Russian Foreign Minister Sergei Lavrov earlier accused the United States of being behind the political upheaval in Ukraine and said Moscow would respond if its interests came under attack.

Baer said the United States had suggested that President Vladimir Putin or other senior Russian officials could make public statements saying Moscow did not support the illegal armed takeover of municipal buildings.
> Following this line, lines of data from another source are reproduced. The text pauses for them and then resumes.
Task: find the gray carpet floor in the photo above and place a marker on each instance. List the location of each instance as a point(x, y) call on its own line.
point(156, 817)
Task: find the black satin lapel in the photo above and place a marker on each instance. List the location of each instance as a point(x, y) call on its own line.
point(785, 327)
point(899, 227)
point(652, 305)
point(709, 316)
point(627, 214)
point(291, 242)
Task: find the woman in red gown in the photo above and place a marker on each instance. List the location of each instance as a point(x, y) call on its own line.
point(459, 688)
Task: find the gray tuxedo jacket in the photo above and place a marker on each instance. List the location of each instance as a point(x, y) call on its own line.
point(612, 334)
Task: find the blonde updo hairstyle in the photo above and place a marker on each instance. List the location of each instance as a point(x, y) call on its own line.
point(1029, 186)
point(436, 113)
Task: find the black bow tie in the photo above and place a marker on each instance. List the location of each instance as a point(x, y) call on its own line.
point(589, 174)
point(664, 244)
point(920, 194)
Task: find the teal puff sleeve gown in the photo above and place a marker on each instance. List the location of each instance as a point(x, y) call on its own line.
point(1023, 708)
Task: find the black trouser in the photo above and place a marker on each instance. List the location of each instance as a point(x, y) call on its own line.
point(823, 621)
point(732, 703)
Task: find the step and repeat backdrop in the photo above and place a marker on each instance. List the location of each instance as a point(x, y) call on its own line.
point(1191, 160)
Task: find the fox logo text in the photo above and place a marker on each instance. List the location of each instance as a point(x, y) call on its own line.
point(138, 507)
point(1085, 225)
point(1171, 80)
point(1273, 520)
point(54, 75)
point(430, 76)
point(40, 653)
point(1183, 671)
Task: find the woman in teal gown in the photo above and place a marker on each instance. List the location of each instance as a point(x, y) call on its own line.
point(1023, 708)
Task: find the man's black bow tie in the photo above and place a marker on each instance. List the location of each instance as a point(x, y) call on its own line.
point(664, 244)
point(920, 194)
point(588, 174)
Moscow could also send a senior diplomat to help OSCE monitors trying to persuade people to leave occupied buildings.

The US Ambassador to NATO, Douglas Lute, speaking at the same think tank event, said that incursions by Russian aircraft into Baltic air space had fallen to zero since NATO reinforced


The crisis in Ukraine erupted after its former President Viktor Yanukovich cancelled plans to sign trade and political pacts with the EU in November 2013 and instead sought closer ties with Russia, triggering protests that turned bloody and drove him from power.

Moscow annexed Crimea in March following a referendum staged after Russian forces established control over the Black Sea peninsula in the biggest East-West crisis since the Cold War.

Pro-Russian militants control buildings in about 10 towns in eastern Ukraine after launching their uprising on 6 April.

The United States, Russia, Ukraine and the European Union held talks in Geneva on 17 April with the aim of stopping violence in Ukraine [read more].

"All sides must refrain from any violence, intimidation or provocative actions," the Geneva joint statement says.

"All illegal armed groups must be disarmed; all illegally seized buildings must be returned to legitimate owners; all illegally occupied streets, squares and other public places in Ukrainian cities and towns must be vacated," it added.